Ces vaccins sont développés par les laboratoires GSK et NewLink Genetics. « Près de 10 000 doses devraient être disponibles au début de l’année prochaine », a déclaré Marie-Paule Kieny, sous-directeur général de l’OMS ce vendredi. En attendant, pour soigner des malades atteints d’Ebola, pour lesquels aucun traitement n’existe, « l’utilisation de sérum de convalescents» a été autorisée par l’OMS début septembre. Cette thérapie, encore expérimentale, consiste à transfuser du sérum de sang de patients guéris à des malades. Plusieurs cas de guérisons après traitement ont été observés.

Dès 1976, date de l’apparition du virus, « une jeune femme infectée par Ebola a bénéficié de ce traitement en République démocratique du Congo », rappelle l’OMS. « La patiente a reçu du plasma d’un survivant de la fièvre de Marburg, un virus cousin d’Ebola.

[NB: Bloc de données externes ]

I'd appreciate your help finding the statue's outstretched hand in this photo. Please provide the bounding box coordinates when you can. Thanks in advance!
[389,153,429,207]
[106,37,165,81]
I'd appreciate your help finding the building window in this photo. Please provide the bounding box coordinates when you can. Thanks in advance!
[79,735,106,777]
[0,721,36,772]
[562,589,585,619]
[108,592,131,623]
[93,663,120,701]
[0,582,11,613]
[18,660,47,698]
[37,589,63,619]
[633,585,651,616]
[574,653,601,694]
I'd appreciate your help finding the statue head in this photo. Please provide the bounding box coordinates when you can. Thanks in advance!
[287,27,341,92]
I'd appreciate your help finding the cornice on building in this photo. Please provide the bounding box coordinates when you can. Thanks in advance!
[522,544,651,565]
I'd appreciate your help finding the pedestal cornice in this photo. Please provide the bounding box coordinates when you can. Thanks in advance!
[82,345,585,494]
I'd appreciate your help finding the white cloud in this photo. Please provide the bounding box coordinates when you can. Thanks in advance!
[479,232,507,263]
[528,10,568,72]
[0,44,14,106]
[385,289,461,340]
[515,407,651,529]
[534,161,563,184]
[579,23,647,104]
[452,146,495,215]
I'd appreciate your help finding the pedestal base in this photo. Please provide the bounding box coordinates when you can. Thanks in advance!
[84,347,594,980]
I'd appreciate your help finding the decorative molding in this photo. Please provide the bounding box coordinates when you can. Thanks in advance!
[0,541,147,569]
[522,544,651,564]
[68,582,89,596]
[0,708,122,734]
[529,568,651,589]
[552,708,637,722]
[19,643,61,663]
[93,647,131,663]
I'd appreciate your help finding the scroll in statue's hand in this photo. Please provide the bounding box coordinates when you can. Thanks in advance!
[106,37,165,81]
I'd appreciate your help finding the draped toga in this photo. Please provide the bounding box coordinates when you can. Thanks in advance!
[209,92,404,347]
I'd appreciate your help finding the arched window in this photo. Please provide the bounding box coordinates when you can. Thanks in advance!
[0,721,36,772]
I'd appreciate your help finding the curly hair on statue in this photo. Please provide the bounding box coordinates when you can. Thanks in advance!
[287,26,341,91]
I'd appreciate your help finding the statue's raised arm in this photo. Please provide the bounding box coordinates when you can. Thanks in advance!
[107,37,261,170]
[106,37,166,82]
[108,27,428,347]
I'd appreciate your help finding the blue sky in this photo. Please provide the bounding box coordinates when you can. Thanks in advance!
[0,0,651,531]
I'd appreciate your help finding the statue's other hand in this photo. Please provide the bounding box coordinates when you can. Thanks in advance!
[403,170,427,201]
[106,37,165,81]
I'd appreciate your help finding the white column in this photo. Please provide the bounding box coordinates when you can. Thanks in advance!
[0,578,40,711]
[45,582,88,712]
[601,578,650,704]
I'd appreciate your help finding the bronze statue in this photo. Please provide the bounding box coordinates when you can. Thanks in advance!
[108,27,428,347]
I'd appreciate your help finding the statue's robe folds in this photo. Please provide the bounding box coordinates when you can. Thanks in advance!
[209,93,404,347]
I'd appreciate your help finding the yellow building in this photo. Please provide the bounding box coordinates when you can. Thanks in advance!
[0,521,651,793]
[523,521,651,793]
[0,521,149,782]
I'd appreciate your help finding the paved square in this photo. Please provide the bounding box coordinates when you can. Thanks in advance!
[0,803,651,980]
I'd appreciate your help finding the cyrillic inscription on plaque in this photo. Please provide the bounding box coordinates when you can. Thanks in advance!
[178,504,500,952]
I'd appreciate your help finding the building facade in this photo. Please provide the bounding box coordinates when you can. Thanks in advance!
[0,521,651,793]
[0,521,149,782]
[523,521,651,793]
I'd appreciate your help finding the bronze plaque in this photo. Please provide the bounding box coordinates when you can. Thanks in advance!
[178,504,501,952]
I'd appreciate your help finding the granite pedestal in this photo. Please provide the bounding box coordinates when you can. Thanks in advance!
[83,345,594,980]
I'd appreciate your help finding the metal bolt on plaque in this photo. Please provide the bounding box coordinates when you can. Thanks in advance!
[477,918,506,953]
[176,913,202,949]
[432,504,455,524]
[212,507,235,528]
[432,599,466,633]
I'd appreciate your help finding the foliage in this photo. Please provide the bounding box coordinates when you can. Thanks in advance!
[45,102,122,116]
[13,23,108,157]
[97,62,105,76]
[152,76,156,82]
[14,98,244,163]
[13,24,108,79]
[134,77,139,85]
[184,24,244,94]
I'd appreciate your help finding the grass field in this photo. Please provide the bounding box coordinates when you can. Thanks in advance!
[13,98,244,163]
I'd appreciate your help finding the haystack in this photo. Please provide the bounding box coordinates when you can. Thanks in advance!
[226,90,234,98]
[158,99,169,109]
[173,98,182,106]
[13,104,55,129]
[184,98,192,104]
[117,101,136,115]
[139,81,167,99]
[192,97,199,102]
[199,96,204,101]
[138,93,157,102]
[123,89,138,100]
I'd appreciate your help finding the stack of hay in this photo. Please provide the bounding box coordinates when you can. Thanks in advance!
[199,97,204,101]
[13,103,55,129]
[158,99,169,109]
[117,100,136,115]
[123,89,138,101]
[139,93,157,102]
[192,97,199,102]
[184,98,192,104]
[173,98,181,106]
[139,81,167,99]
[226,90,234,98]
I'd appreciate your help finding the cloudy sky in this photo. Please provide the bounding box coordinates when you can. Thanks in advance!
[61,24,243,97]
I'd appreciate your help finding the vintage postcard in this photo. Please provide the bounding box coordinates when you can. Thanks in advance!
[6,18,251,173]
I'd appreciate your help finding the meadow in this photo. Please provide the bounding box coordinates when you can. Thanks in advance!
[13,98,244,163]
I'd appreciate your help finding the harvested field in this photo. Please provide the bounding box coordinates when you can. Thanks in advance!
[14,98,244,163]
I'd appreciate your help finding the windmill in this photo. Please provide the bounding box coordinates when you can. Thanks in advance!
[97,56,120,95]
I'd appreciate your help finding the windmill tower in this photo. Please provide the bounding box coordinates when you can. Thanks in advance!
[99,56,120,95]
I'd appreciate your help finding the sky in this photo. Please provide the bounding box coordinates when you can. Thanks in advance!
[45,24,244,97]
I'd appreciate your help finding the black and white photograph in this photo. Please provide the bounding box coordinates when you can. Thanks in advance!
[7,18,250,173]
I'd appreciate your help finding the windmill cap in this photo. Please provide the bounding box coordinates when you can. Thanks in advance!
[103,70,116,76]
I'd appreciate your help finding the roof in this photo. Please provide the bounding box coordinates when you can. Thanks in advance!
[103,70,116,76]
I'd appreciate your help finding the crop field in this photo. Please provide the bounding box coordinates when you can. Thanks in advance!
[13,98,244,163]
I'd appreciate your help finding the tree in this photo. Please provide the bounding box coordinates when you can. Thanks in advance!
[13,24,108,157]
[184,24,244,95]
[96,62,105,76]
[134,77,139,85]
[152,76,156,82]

Elle a présenté moins de saignements mais a perdu la vie quelques jours plus tard. » En 1995 en revanche, au cours d’une autre épidémie d’Ebola, de meilleurs résultats ont été obtenus. Ainsi, des transfusions de sang ont été effectuées vers 8 patients. Parmi eux, 7 ont survécu.

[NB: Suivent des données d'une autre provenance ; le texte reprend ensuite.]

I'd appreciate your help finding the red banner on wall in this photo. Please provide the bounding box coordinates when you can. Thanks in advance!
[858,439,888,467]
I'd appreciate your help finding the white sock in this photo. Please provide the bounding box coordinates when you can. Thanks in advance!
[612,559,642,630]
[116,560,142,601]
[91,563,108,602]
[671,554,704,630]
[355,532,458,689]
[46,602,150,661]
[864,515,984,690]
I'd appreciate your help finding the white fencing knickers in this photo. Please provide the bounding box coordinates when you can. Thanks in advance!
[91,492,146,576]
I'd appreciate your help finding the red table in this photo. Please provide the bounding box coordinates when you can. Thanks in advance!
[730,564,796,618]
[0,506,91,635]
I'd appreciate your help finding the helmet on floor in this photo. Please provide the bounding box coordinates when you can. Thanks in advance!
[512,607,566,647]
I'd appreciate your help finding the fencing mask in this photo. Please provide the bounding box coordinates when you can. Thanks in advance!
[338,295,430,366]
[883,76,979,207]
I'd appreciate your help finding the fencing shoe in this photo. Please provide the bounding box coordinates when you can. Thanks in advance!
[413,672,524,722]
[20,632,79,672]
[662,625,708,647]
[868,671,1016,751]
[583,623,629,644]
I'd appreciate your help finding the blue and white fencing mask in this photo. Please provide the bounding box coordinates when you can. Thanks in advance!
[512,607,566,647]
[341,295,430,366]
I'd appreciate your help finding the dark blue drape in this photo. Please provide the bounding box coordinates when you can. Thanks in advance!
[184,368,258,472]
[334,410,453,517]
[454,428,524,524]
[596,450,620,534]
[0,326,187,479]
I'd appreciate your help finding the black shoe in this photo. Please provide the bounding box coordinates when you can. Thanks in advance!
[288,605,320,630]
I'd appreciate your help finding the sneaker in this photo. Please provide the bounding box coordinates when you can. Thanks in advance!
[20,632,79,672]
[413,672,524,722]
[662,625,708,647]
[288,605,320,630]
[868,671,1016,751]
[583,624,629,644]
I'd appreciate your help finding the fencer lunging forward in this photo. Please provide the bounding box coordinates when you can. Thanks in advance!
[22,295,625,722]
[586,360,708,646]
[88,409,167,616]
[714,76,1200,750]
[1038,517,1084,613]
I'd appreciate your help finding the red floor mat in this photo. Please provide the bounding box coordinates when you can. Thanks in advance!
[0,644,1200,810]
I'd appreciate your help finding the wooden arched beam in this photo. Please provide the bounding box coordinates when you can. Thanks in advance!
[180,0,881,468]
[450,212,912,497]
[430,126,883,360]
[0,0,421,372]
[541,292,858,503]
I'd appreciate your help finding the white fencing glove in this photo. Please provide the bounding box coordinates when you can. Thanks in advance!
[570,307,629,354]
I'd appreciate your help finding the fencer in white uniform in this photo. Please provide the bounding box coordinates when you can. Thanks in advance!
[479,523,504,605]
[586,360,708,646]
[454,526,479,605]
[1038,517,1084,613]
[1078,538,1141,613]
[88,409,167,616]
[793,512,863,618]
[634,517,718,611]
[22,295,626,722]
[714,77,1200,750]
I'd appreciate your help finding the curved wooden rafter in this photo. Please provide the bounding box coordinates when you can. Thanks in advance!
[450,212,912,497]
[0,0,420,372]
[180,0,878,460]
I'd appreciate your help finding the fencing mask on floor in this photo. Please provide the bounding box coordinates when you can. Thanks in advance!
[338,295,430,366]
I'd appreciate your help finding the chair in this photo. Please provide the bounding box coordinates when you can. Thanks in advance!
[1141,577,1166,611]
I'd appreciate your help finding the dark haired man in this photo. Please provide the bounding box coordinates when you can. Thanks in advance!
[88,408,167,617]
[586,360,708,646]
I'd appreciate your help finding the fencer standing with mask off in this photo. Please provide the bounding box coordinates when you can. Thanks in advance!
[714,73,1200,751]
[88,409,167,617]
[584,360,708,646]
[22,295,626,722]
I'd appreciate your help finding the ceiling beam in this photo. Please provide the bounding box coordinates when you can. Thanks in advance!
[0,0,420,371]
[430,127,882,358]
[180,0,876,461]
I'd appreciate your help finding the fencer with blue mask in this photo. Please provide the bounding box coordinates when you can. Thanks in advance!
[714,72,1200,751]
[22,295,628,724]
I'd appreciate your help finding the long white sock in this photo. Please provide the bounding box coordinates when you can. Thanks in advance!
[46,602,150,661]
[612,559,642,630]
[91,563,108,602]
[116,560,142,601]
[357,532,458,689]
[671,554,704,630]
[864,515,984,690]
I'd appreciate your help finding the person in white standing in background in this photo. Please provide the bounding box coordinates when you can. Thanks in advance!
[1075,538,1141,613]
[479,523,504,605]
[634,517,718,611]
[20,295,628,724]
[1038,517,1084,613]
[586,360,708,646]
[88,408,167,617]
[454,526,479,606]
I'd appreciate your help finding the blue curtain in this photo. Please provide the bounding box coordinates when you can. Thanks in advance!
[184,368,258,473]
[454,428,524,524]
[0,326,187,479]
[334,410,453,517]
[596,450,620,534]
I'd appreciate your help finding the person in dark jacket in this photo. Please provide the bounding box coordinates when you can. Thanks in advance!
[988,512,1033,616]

Malgré tout, « aucune conclusion scientifique valide n’a pu à ce jour être tirée, puisqu’aucune étude clinique avec un groupe contrôle n’a été menée. » L’efficacité de ce traitement n’est donc pas certaine.

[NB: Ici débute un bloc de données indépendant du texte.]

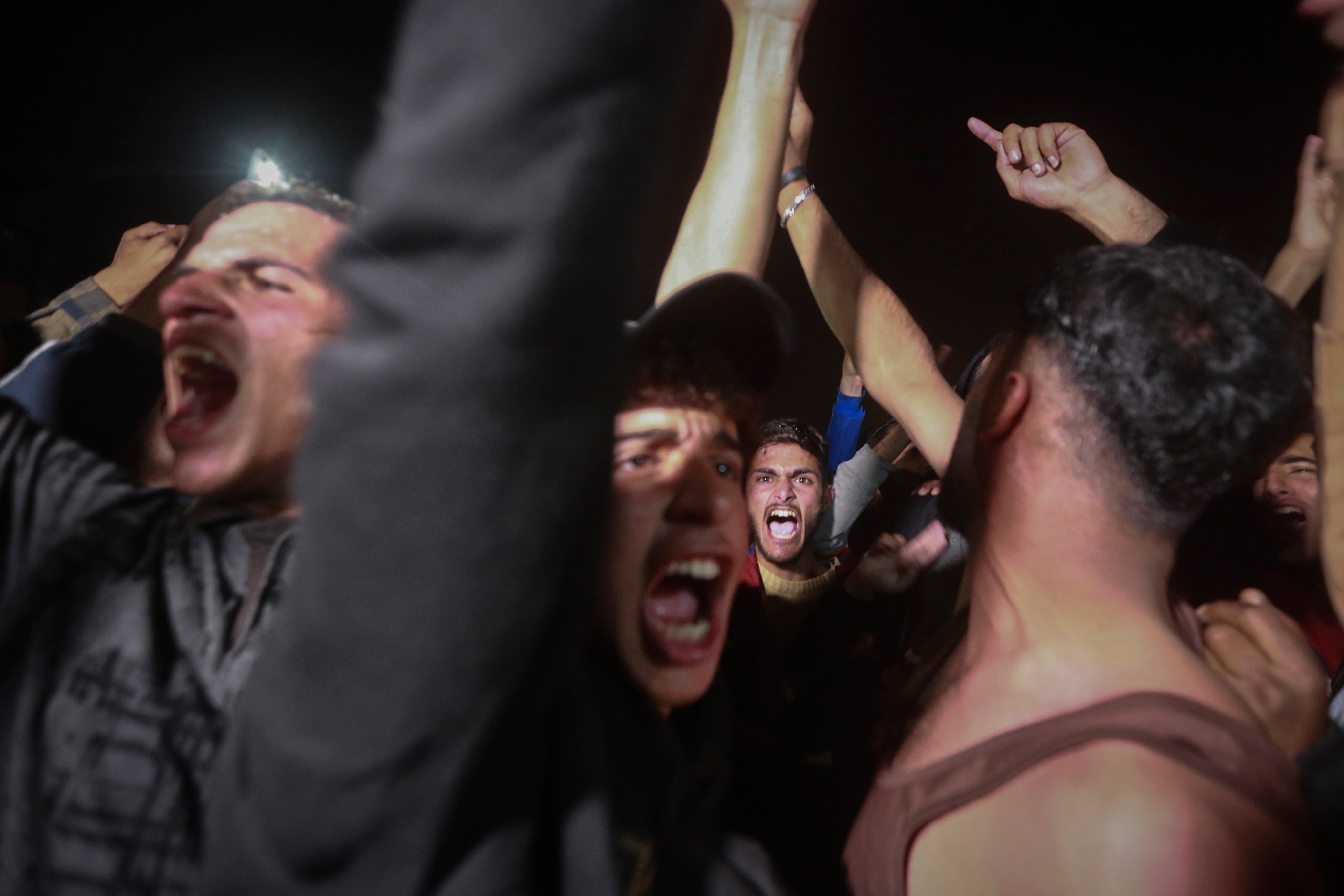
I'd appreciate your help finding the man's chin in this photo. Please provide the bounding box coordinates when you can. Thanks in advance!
[641,666,719,711]
[172,447,239,496]
[757,535,808,567]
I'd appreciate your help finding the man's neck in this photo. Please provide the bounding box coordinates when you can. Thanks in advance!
[755,545,829,582]
[962,481,1176,691]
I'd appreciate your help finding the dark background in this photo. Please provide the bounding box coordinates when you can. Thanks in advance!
[0,0,1333,426]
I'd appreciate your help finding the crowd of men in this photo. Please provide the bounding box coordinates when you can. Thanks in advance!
[0,0,1344,896]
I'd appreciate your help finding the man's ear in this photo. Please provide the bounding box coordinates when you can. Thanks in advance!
[980,370,1031,442]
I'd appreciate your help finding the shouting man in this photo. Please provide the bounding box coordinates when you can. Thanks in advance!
[0,181,353,893]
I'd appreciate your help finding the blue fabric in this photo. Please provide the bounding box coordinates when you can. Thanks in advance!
[826,390,867,476]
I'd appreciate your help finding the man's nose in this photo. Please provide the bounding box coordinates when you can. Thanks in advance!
[159,271,232,320]
[1265,470,1291,494]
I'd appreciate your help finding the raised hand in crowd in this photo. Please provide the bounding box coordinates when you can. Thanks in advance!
[1265,136,1334,308]
[1195,588,1329,756]
[654,0,815,304]
[844,520,948,601]
[93,220,188,308]
[776,93,962,473]
[966,118,1166,246]
[1297,0,1344,50]
[840,352,863,398]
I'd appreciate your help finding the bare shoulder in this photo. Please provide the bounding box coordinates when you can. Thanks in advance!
[907,741,1290,896]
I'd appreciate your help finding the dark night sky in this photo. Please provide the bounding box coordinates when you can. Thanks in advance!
[0,0,1332,435]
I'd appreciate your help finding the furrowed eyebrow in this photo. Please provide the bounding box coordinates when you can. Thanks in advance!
[234,258,313,282]
[714,431,742,453]
[616,430,677,445]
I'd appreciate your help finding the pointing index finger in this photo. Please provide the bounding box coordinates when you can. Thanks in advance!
[966,118,1004,149]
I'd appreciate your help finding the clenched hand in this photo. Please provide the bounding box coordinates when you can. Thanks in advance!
[93,220,187,308]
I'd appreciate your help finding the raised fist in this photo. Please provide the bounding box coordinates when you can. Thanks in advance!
[1289,137,1334,257]
[966,118,1113,211]
[93,220,187,306]
[845,520,948,601]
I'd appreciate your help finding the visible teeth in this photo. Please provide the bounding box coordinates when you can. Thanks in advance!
[168,345,224,373]
[668,558,719,582]
[663,619,710,644]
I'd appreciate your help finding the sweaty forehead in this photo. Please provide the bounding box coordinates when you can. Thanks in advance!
[1275,433,1316,463]
[185,202,345,273]
[616,406,738,442]
[751,442,821,476]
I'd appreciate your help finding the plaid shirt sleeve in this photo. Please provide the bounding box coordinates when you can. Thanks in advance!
[27,277,117,341]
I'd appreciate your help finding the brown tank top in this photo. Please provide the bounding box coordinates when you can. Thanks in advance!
[844,691,1314,896]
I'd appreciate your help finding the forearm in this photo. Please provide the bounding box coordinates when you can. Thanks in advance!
[1064,175,1166,246]
[20,277,119,344]
[1265,241,1325,308]
[657,13,802,301]
[1314,215,1344,631]
[832,445,895,536]
[778,180,961,474]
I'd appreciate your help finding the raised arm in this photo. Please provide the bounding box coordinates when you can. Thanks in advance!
[202,0,690,896]
[1314,81,1344,631]
[778,96,961,476]
[1265,136,1334,308]
[657,0,815,302]
[966,118,1168,246]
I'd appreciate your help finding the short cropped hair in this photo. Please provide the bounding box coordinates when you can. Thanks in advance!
[621,340,765,457]
[758,416,826,476]
[1020,245,1311,532]
[191,180,359,235]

Désespérés de trouver un traitement

D’après le dernier décompte de l’OMS, le virus Ebola a infecté 6 242 personnes, parmi lesquelles 2 909 sont mortes. « Il s’agit de l’épidémie de pathogène de niveau 4 la plus grande de l’histoire, la plus rapide à s’étendre sur une zone géographique très large », souligne l’organisation. Et ce « d’autant plus qu’il est un fait acquis que l’ampleur de l’épidémie est largement sous-estimée. »

Les traitements basés sur la transfusion de produits du sang de patients guéris ont été testés sur des victimes de cette épidémie. C’est le cas du médecin américain qui a également reçu des doses de ZMapp, un autre médicament expérimental ce été. Guéri, rien de prouve que l’un ou l’autre des traitements y est pour quelque chose.

Mais l’OMS admet qu’au vu de la situation catastrophique des systèmes de santé des trois pays les plus touchés, les transfusions représentent une solution. « La nécessité d’élargir l’arsenal thérapeutique aujourd’hui très limité est évident », souligne l’organisation. C’est pourquoi, elle va publier de nouvelles recommandations en matière de transfusion dans la lutte contre Ebola en début de semaine prochaine. Toutefois, ces investissements nécessitent des centres de traitement et d’isolement des malades, actuellement surchargés au Libéria notamment. La solution miracle semble donc encore bien loin. Tout comme la fin de l’épidémie.